Effect of Carbohydrate Counting Errors on Glycemic Control - A Hybrid in Silico Study
Sprache des Vortragstitels:
ATTD 2018 - Advanced Technologies & Treatments for Diabetes Conference
Sprache des Tagungstitel:
Many T1DM patients have difficulties to correctly estimate meal carbohydrates. These estimates are used for calculating meal boluses, but there is a lack of data on how estimation errors affect glycemic control. 6 days of data of a recent clinical trial with 37 patients are used for identifying carbohydrate-to-insulin-ratios (CIRs) and insulin-sensitivity-factors (ISFs) based on a previously published method, either using the correct carbohydrate amount or an estimated amount, affected by some random estimation error. On the 7th day the identified CIRs and ISFs are used to calculate the insulin doses based on estimated carbohydrate amounts, including estimation errors. A deviation based method is used to simulate the effect of carbohydrate counting errors on glycemic control. In the simulations a whole range of values is tested regarding estimation bias (between -20% and +10%) and uncertainty of estimation (between 0% and 60%).
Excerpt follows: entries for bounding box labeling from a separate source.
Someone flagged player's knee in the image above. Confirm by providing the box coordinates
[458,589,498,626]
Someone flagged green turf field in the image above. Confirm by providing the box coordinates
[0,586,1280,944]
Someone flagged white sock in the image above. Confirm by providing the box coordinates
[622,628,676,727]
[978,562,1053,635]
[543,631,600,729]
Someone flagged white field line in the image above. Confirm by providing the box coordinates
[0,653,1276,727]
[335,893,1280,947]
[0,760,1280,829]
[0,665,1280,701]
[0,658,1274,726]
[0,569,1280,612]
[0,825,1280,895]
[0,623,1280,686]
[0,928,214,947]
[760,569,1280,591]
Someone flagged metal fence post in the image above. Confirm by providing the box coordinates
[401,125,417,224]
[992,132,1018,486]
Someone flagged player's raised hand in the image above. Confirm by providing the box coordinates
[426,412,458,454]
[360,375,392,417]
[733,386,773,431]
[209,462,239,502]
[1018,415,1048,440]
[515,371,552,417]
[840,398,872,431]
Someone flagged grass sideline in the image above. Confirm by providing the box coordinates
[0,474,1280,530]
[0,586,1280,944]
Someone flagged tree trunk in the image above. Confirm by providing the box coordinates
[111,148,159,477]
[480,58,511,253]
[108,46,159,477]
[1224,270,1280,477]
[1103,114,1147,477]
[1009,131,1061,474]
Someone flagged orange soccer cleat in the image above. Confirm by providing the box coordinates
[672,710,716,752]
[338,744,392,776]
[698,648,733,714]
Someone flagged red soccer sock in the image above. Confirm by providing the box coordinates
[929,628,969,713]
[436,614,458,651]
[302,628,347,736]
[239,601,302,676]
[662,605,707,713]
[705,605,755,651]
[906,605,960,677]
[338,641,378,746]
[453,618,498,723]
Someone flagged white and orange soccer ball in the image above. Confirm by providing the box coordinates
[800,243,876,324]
The figures show the time in hypoglycemia (thypo)and hyperglycemia (thyper) and the value of a combined cost function (V = 0.05* hypo+0.01*thyper). The left ones correspond to the case of CIRs and ISFs identified using the correct carbohydrate amounts, whereas for the right ones CIRs and ISFs identified based on the estimated carb amount are used, affected by the same bias and uncertainty that is afterwards used in the simulations. Uncertainty in carb estimates always leads to inferior glycemic control, whereas an estimation bias hardly affects the results since it is usually implicitly included in the CIRs and ISFs used by the patients.